Is it possible to tell a story without using words? Of course, it is the challenge that the classical world, not to mention, in more recent times, the soundtrack composers have faced since they first put pen to musical paper.

But the thing with allowing the music to do the talking is that it speaks in more vague and broad ways than words do, conjuring mood and emotion, tugging on heartstrings, evoking pathos, and rising and falling to create feelings of joy and hope or contemplation and nostalgia, as required. If lyrics bring you directly to the artist’s intended conclusion, instrumental pieces can only have broader conversations.

This means there is room within such music for the listener, not the artist, to decide what the piece is about, make the music as much about their listening experience as the composer’s intentions, and reflect on their own lives. And that is what makes such music so great.

Fabio is Miguel De La Wiest allowing us to do precisely that. Although these nine pieces are like chapters, this is our book, too. Each chapter is a deft and delicate creation, driven by his graceful and gorgeous piano, sometimes augmented by strings and percussion, often left deliberately understated and beautifully sparse.

For every track like “All Good Things,” which sees Wiest using only his piano to set the tone, we find more ornate pieces such as “Of Roses and Stars,” which employs larger orchestral layers, enabling it to rise and fall majestically across a bigger sonic canvas.

Tracks such as “Dawning of a New Day” are brilliantly uplifting, the piece’s lilting and lovely style almost pushing into the realms of classical pop, while “Star Waltz” is a modern take on the grandeur and elegance of the Viennese ballroom.

And then, by contrast, you have “Thinks About You All the Time,” whose glitchy sonics and groovesome beats push things into the realms of the modern, clubland dance floor. “Waiting,” the album’s swansong, returns us to the grace and restraint with which we began, a resolution born of piano and strings dancing dexterously together.
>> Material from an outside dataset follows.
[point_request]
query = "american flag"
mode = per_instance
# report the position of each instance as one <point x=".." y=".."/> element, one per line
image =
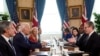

Modern classical music, as this album proves, is the sound of even the most established musical forms moving with the times. It is able to ebb and flow at will between tradition and adventure, established forms and experimental modernity, and it reminds us, via such cross-over songs as “Thinks About You All the Time,” that such music was always the pop and dance music of the day. Nothing changes that much.